I have never been to the Soviet Union. When I wanted to visit Moscow. I was not allowed. They said I would require special permission and would have to organise my tour through Sputnik, and hire guide to accomany me all the time I was there. Then, two decades later, when I finally did get an opportunisty to go there, I did not wat to go. It was to join Mr. V.P. Singh's press party on one of those tours that Indian prime ministers make. These kind of tours are both journalistically and from the point of view of tourism most unsatisfcory, you are hustled around like a group of schoolchildren on a picnic and fed official handlouts. And, before you know it, you are back in New Delhi, with several rows of ministers standing at the airport to welcome the prime minister back.
Besides, I did not appreciate the idea that during Rajiv Gadhi's time I was not once invited and the first time V.P. Singh went abroad, I was. It put me in a camp and I do not like being in any camps.
So the farthest East Europe I have been is Yugoslavia and I was there during Marshal Tito's time, which puts the visit back many years.
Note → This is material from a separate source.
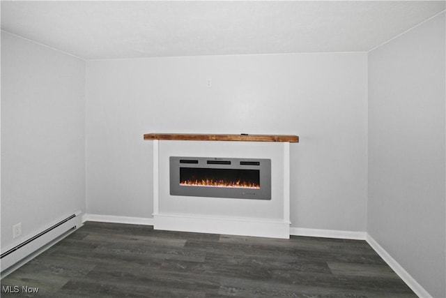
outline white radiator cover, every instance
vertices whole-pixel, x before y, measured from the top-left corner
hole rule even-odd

I had travelled extensively through the country, entering it at the Greek-Yugoslave border town of Gevgheli, then travelling through the states of Macedonia, Serbia, Crotia and Slovania.
My memories of the places and people are very clear. In Macedonia, it was raining, cold, damp, all the time; a substantial part of the population was still Muslim, there were mosques, baggy Turkish trousers; there was a town named Titovelles, and in the capital, Skoplje, there were old London double-decker buses. At the bus terminus, there was a ramp, like the one you have at Victoria Gardens to get on the elephants's back. Passengers would directly eneter the upperdeck of the bus from these ramps.
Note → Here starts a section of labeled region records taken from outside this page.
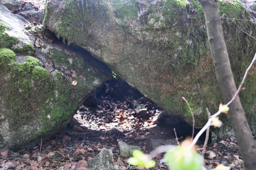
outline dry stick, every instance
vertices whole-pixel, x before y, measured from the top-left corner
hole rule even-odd
[[[233,19],[231,19],[231,18],[229,18],[229,17],[228,17],[228,16],[227,16],[227,15],[225,15],[225,14],[223,14],[223,15],[222,15],[222,16],[226,16],[226,17],[227,17],[229,19],[230,19],[230,20],[231,20],[231,21],[232,22],[234,22],[234,24],[237,26],[237,27],[238,27],[238,28],[239,28],[239,29],[240,30],[242,31],[244,33],[245,33],[246,34],[247,34],[250,37],[252,38],[253,38],[254,39],[254,40],[256,40],[256,38],[255,38],[254,37],[253,37],[250,34],[248,34],[248,33],[247,33],[247,32],[245,32],[244,30],[242,30],[242,29],[241,28],[240,28],[240,27],[239,26],[238,26],[238,25],[237,24],[237,23],[234,21],[234,20]],[[221,17],[221,18],[222,18]]]
[[[206,108],[206,112],[207,113],[207,115],[208,115],[208,119],[209,120],[210,117],[211,117],[211,113],[209,112],[209,110],[208,108]],[[205,140],[204,140],[204,143],[203,143],[203,151],[202,151],[202,155],[203,156],[204,155],[204,153],[205,153],[205,151],[206,151],[206,146],[207,145],[207,143],[208,143],[208,140],[209,139],[209,133],[210,131],[210,126],[209,126],[207,127],[207,129],[206,130],[206,135],[205,135]]]
[[[176,141],[177,141],[177,143],[178,143],[179,146],[180,146],[180,142],[179,142],[179,141],[178,140],[178,137],[177,137],[177,134],[176,133],[176,131],[175,131],[175,128],[173,130],[174,130],[174,132],[175,133],[175,136],[176,137],[175,139],[176,139]]]
[[[40,151],[39,151],[39,154],[41,154],[41,148],[42,148],[42,142],[43,141],[43,138],[41,138],[41,144],[40,145]]]
[[[148,156],[151,158],[154,158],[161,153],[166,152],[168,151],[175,148],[176,146],[175,145],[161,145],[151,152]]]
[[[193,140],[193,138],[194,137],[194,133],[195,133],[195,118],[194,118],[194,114],[193,114],[193,112],[192,111],[192,109],[191,109],[191,107],[190,107],[190,106],[189,106],[189,104],[188,104],[188,102],[187,101],[187,100],[186,100],[186,99],[185,99],[185,98],[184,97],[182,97],[182,99],[184,100],[185,102],[186,102],[186,103],[187,103],[187,106],[188,107],[188,108],[189,108],[189,111],[190,111],[190,113],[191,113],[191,115],[192,116],[192,119],[193,119],[193,130],[192,131],[192,138],[191,138],[191,141],[192,141]]]
[[[251,69],[251,68],[252,67],[252,66],[253,65],[253,63],[254,63],[255,60],[256,60],[256,52],[255,53],[255,55],[254,55],[254,57],[253,57],[253,59],[252,61],[252,62],[251,63],[250,65],[249,66],[249,67],[247,68],[247,69],[246,69],[246,71],[245,71],[245,73],[244,74],[244,75],[243,78],[243,80],[242,81],[241,83],[240,84],[240,85],[238,88],[238,89],[237,89],[237,92],[236,92],[235,94],[234,95],[234,96],[233,97],[233,98],[232,98],[231,100],[225,105],[226,106],[228,106],[230,104],[231,104],[231,103],[233,102],[233,101],[236,98],[236,97],[238,95],[238,94],[239,94],[240,91],[241,91],[242,87],[243,86],[243,84],[244,83],[244,81],[245,80],[245,78],[246,78],[246,76],[247,76],[247,74],[248,73],[248,72],[250,70],[250,69]],[[198,133],[197,134],[196,137],[195,137],[195,139],[194,139],[194,140],[193,140],[192,143],[190,144],[190,148],[191,148],[194,145],[196,144],[200,136],[202,135],[202,134],[203,132],[204,132],[204,131],[205,131],[206,129],[207,129],[208,126],[209,126],[210,125],[211,123],[212,122],[212,120],[217,116],[218,116],[221,113],[221,111],[220,110],[219,110],[219,111],[217,113],[216,113],[215,114],[214,114],[213,115],[212,115],[211,117],[211,118],[209,119],[209,120],[208,120],[208,122],[207,122],[205,125],[204,125],[204,126],[203,126],[202,128],[202,129],[201,130],[200,130],[200,131],[199,131],[199,132],[198,132]]]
In Belgrade, the people looked more East European, there was a lot of drinking, people would invite you into their house early in the morning for breakfast and serve strong spirits; the Danube looked grey, there were large pictures of Tito extending over five and six floors of building, the Simplon Express brought passengers, among them a Sikh, travelling from Baghdad to Paris.
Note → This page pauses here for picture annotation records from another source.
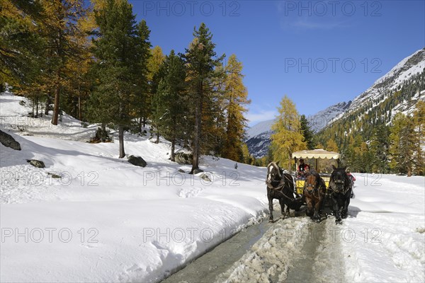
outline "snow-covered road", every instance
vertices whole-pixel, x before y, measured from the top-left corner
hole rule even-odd
[[[135,167],[118,158],[117,143],[84,142],[94,126],[23,116],[23,99],[0,95],[1,128],[22,147],[0,145],[1,282],[155,282],[266,216],[264,168],[203,156],[206,182],[178,172],[190,166],[169,160],[168,142],[128,134],[127,153],[148,163]],[[320,242],[312,269],[337,262],[344,278],[317,280],[424,282],[425,178],[356,175],[350,217],[339,230],[324,224],[330,242]],[[302,255],[312,225],[304,216],[279,221],[220,279],[291,276],[288,259]]]

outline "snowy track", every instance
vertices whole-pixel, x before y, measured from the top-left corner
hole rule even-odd
[[[167,141],[126,134],[126,152],[148,163],[135,167],[117,143],[79,142],[94,126],[26,117],[21,100],[0,95],[0,127],[23,149],[0,145],[1,282],[157,282],[266,216],[264,168],[203,156],[205,183],[178,173],[191,167],[169,160]],[[266,224],[239,253],[217,255],[224,265],[207,260],[216,273],[204,279],[310,280],[297,272],[308,255],[316,282],[425,282],[425,178],[356,175],[343,225],[302,214]]]

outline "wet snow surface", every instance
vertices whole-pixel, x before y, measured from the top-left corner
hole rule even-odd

In Zagreb, capital of Croatia, the population still looked East European; there were industries, chimneys spouting smoke forming a skyline, and old Europeans trams with tracks laid in the road that looked like railway tracks.
But Lubliana was definitely Western Europe, the food was Italian and Austrian, there were skislopes just outside the town, the people looked healthier, smarter, were better dressed. And Trieste and Italy were a steep winding cliff road down to the sun-splashed Adriatic.
But the point is not Yugoslavia; it is, if I were given another chance, would I still go to the Soviet Union. And the answer is: No.I would rather go to China, the last communist country in the world.